Зато гойдел Лихаэр принимал. Более чем.
Он следил за моим питанием, здоровьем и гардеробом, устроил в школу, несколько лет подряд нанимал гувернантку на те дни, которые я проводила дома. Он обращал внимание на мои успехи в учёбе, особенно – в математике, хваля их и всячески поддерживая, давая понять, что подобная «изюминка», обычно несвойственная молодой девице, ему чрезвычайно нравится. Думаю, я могла бы привязаться к нему, потому что, как и любой ребёнок, не могла не тянуться к заботящемуся о нём взрослому, но отчим пугал меня своей непробиваемой прагматичностью и расчётливой рациональной жестокостью. Не раз и не два я видела, как он самолично топит в питьевой лохани негодных нестандартных щенков. Не раз и не два я замирала от ужаса и острой недетской жалости, тайком обворачивая тряпками их маленькие, выброшенные в мусорную кучу тельца, чтобы потом закопать на заднем дворе.
А ещё меня отчего-то пугало до дрожи, как ласково и в то же время задумчиво, оценивающе он на меня смотрит. Не только жестокость, но и ласка, и забота гойдела Лихаэра были от и до выверенными, расчётливыми.
Собак он растил на продажу.
А чужую девчонку растил для чего?
4. Глава 2.
С моих четырнадцати лет – примерно, я не запомнила точной даты - забота гойдела Лихаэра перешла в несколько иную плоскость. Мать к тому времени я перестала воспринимать как полноценного члена семьи, да что там - как полноценного человека, и мне и в голову не могло прийти пожаловаться ей на своего отчима. Впрочем, нет, один раз я всё-таки сказала ей, что мне неприятно его пристальное внимание, но мать пробормотала, что «Корин – единственный, кто заботится о нас», и, сказать по правде, мне нечего было ей возразить. Подозреваю, что каменный особняк с окружавшим его бывшим садом по документам давно уже принадлежал исключительно предприимчивому гойделу, нечего было и думать затевать судебную тяжбу и пытаться что-либо вернуть назад. Окажись мы на улице, судьба матери, пристрастившейся к бутылке так, как не всякий разорившийся ми′рский – мирскими называли у нас демобилизованных по причине подорванного здоровья бывших военных – была бы незавидной. Что же касается моей судьбы, благодаря отчиму, иллюзий я не питала.
С моим взрослением его влечение ко мне стало очевидным и неприкрытым, да он и не заботился о том, чтобы его скрывать – немногочисленные слуги, обитавшие в нашем доме, были неболтливы и смотрели по большей части в пол.

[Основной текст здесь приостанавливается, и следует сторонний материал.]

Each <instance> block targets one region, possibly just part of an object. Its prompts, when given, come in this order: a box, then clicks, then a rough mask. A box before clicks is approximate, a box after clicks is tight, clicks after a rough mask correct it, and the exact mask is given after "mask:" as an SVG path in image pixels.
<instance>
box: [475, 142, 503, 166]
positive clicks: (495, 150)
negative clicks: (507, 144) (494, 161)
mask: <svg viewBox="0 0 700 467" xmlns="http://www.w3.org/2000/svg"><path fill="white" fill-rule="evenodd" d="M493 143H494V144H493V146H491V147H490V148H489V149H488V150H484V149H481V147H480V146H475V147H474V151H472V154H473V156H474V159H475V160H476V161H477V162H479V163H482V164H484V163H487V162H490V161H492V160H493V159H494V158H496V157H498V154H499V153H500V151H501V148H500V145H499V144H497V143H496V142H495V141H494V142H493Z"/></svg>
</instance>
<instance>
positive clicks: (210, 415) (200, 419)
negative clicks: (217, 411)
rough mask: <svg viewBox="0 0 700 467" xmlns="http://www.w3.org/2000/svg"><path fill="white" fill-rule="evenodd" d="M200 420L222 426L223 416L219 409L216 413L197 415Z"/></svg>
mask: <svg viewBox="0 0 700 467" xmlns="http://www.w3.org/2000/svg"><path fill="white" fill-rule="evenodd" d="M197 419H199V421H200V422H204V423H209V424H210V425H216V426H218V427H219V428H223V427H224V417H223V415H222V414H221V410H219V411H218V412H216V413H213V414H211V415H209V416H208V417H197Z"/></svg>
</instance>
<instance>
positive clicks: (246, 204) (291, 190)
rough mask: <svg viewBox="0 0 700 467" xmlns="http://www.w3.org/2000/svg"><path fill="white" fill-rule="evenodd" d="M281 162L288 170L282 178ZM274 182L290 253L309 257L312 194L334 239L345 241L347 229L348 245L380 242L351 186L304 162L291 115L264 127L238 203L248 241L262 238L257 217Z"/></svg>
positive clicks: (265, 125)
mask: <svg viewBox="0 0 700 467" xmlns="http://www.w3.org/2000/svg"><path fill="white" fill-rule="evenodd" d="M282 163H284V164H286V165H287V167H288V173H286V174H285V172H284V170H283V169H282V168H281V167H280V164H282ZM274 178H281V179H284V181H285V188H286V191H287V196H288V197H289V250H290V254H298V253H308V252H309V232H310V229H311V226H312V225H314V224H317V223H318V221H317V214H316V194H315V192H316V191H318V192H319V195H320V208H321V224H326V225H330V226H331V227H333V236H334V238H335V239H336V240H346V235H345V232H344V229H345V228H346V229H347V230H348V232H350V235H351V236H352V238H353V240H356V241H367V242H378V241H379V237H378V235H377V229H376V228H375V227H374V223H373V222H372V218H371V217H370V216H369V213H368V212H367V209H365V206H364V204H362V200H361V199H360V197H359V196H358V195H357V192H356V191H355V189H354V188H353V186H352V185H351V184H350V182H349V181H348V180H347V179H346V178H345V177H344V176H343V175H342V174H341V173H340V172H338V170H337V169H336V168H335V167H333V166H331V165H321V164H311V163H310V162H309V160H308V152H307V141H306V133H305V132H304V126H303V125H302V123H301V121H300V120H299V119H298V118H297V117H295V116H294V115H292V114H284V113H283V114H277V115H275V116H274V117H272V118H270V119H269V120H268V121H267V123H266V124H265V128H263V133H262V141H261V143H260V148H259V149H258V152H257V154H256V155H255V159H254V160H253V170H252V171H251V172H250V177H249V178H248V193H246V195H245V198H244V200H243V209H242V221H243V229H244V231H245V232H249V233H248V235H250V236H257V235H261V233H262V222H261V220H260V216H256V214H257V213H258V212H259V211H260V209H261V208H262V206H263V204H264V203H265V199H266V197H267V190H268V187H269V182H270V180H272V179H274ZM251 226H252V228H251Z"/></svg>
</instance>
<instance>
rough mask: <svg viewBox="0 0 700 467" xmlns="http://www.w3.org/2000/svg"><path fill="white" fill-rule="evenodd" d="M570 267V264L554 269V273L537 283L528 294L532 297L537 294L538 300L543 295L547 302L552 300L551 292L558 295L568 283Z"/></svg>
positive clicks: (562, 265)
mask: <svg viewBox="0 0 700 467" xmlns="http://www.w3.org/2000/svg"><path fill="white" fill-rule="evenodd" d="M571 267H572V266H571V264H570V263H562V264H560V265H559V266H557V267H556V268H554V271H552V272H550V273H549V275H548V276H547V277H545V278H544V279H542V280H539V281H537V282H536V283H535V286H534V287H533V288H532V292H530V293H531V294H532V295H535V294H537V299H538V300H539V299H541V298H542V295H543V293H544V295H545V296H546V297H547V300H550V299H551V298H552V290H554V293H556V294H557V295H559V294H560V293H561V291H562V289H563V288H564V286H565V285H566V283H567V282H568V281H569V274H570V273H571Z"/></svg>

Всё началось со случайных поглаживаний и прикосновений по округляющейся груди и бёдрам, которыми гойдел Лихаэр не брезговал и в моём более раннем детстве – по голове, по плечам и спине. Иногда – шутливый хлопок по ягодицам, иногда – щипок за щёку. Порой гойдел брал на свою псарню новых, уже взрослых собак, и я видела, как уверенно, неторопливо, но неотвратимо он их приручал, то голодом, после которого следовало лакомство, то точным расчётливым ударом, после которого шла обязательная ласка. Меня не били и голодом не морили, и всё же он дрессировал меня, как собаку. Прикосновения к груди, к животу даже через ткань заставляли меня морщиться и сжимать губы – да, я многого не знала, но понимала, что то, что он делает – неправильно и грязно.
«Ты слишком красива, - повторял гойдел Лихаэр. – Слишком свежа и красива, в этом всё дело, а твоя мать меня нежностью не балует, да и какое удовольствие ложиться в постель с пропитой беззубой бабой. Не бойся, я тебя не трону, не попорчу, так, потискаю чуток, с тебя не убудет…». И я смирилась – под юбку он не лез, вероятно, боясь не сладить с собственной похотью, а с меня и впрямь не особо убыло.